By Andres Kogan Valderrama
HAVANA TIMES – Once again this June, Father’s Day is being celebrated in different countries around the globe. Different studies have appeared that show that despite the fact that we males have assumed greater roles of parental care and co-responsibility, we are still very far from those assumed by women, who take a good part of the weight in the upbringing, thus reproducing a patriarchal order that continues to impose its mandates.
One of those mandates, in the case of men, is the idea that in order to be more manly we have to hide our emotional vulnerability. By doing so we will show ourselves to be more confident, strong and in control of situations, thus denying feelings, doubts, and uncertainties we have in our lives.
Argentinean anthropologist Matias De Stefano Barbero presents testimonies of men who have exercised physical violence against their partners, showing our inability to face conflicts and show ourselves emotionally vulnerable in front of others. This, out of fear, that other men call us fags and/or little women, so we opt for silence in situations in which we would expose our pain and suffering.
Hence, the classic phrase “men don’t cry” is still a kind of axiom for an invulnerable hegemonic masculinity, where the most traditional fathers play a central role, since they are in charge of emotionally mutilating their sons, depriving them of connect with the world in a more holistic and peaceful way.
For the same reason, when a child is raised only by the mother, either because the father did not take on of his parental responsibility or because he died before his time, the mass media and society in general raise the idea that the child lacked a father figure, which supposedly would generate insecurities, since the father himself would give the necessary strength to be able to get ahead.
In other words, that supposes that we become safe and independent because of our fathers and that only the mother would be in charge of bonding emotionally, especially as a child. From adolescence onwards the father is in charge of showing us how to defend ourselves against others.
All that manliness and virility that men seek to install from a young age through parents, is always in opposition to what is not considered masculine, either by gender (woman) and sexual orientation (homosexual). Any expression that comes close to that will be slammed by the other men, through jokes, mockery, and physical aggression in some cases, depending on the context.

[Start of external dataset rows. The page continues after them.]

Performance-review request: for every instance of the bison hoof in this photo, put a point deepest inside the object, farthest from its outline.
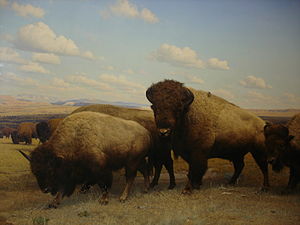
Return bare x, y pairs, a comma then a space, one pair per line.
264, 189
52, 205
103, 201
122, 200
153, 184
186, 191
171, 186
286, 191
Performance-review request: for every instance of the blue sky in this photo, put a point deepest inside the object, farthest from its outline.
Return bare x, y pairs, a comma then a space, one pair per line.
247, 52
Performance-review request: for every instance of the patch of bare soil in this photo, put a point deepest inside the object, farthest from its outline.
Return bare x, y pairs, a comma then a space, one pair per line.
23, 203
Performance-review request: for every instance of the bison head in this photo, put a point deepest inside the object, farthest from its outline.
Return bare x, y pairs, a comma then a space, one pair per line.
277, 141
170, 101
51, 171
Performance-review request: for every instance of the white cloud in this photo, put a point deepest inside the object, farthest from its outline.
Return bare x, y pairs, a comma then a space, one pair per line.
148, 16
18, 80
34, 67
83, 80
11, 56
215, 63
28, 10
183, 57
57, 82
224, 94
39, 37
254, 82
125, 8
46, 58
120, 82
88, 55
291, 98
3, 3
194, 79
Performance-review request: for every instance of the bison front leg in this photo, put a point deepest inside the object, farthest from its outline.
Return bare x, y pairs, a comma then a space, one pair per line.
105, 182
238, 164
143, 168
130, 175
56, 201
293, 180
261, 160
158, 167
169, 166
197, 168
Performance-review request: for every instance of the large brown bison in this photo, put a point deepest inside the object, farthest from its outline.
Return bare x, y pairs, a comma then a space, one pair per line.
86, 148
46, 128
160, 154
201, 126
7, 131
283, 149
25, 132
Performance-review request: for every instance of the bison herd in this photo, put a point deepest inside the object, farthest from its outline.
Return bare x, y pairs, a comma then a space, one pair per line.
86, 146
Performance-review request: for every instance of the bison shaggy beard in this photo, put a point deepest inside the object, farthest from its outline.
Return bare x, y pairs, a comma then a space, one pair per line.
53, 173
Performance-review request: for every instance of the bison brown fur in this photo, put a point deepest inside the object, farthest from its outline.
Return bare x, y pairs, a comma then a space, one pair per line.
160, 154
283, 150
46, 128
25, 132
201, 126
85, 149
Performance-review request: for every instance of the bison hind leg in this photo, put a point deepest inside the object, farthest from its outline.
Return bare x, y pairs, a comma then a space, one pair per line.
143, 168
238, 164
105, 182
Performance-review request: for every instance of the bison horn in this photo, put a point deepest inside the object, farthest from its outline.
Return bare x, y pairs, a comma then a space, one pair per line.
25, 155
189, 97
149, 94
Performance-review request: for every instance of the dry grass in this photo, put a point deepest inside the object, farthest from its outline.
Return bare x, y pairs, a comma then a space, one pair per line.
16, 110
23, 203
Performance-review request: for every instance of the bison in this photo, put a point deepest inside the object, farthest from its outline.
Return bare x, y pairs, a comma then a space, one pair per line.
7, 131
25, 132
283, 149
85, 149
46, 128
160, 154
202, 126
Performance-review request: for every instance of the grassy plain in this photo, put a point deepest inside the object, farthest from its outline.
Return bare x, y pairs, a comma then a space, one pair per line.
22, 203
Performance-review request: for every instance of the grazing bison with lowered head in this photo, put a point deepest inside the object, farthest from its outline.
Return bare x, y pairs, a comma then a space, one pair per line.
85, 149
46, 128
43, 131
283, 149
201, 126
7, 131
25, 132
160, 154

It is no coincidence, therefore, that schools are the perfect space to promote macho practices and rituals, where whoever tries to open up to assume an emotional vulnerability, is quickly punished by the gender police, be they teachers, students and other parents.

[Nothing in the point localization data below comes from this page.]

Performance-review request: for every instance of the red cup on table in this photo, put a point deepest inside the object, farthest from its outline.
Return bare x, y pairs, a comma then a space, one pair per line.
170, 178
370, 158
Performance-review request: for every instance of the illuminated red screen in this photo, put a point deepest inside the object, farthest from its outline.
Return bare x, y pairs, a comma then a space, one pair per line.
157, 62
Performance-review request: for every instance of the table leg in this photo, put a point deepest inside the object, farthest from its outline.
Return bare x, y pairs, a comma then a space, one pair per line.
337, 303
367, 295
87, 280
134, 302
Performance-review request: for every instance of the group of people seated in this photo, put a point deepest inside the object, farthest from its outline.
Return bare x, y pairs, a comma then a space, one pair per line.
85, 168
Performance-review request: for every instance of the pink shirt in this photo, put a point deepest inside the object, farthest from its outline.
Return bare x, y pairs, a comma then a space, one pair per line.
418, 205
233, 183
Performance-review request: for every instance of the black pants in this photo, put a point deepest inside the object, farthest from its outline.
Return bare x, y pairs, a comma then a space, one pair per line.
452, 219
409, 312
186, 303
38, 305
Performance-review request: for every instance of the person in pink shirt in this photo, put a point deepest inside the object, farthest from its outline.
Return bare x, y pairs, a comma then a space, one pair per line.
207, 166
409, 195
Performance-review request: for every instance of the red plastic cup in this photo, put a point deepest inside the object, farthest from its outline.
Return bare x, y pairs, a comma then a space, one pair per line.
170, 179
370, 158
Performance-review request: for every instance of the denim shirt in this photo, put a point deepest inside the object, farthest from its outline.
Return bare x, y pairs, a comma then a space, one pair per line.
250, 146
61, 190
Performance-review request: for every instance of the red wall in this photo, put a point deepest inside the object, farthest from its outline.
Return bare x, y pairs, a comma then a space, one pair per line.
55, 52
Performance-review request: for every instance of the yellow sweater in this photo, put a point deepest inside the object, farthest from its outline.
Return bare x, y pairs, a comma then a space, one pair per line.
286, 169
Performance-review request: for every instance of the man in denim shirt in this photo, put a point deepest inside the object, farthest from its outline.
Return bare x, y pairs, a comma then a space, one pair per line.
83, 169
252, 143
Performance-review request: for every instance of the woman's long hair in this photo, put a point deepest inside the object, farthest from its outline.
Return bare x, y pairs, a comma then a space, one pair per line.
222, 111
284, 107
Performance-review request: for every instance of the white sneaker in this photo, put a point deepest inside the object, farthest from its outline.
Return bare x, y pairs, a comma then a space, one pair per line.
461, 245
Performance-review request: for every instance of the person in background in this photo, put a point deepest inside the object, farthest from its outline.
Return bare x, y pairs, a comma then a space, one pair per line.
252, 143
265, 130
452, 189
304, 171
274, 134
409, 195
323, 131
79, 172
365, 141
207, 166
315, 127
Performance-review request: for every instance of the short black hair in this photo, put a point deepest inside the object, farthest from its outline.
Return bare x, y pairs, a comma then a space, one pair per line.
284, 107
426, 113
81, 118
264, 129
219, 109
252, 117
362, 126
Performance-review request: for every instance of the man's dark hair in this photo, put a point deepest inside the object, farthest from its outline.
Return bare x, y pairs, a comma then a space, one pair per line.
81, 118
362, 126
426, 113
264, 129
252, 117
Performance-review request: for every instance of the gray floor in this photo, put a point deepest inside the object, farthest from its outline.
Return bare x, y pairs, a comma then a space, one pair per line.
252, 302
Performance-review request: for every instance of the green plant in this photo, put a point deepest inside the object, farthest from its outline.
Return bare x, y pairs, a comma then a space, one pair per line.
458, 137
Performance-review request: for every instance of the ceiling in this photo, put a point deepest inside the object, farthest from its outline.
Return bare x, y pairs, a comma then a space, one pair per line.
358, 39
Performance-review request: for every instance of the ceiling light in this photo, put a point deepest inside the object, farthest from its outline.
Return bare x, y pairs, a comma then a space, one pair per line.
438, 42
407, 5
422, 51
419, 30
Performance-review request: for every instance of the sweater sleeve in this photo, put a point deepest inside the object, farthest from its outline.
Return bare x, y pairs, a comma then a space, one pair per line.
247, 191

The consequences and damage of this upbringing that denies emotional vulnerability is plain to see, as repressed men, who spend their entire lives blocking feelings, in order to remain manly, which brings with it all to many homicides, suicides, and acts of violence against women.
It is true, over time we men are becoming more involved in parenting tasks and there is greater co-responsibility on our part in our homes. However, as long as we do not open ourselves up to emotional vulnerability, our children will continue to reproduce different forms of violence against themselves and against others.
Having said this, by letting us to be questioned by the feminist and gender dissidence movements, men can open to emotional vulnerability, through different initiatives around the world that are promoting transformative parenthood.
As an example, I would like to highlight what was done by the Institute of Masculinities and Social Change, together with the UNDP in Argentina. They developed a course called “Co-responsible Masculinities, promoting the participation of men in care work”. It invites us to review our practices and to transition into fatherhood open to emotional vulnerability.
To be part of a world where the emotional is not seen as a threat, but rather as an opportunity for all to live happier.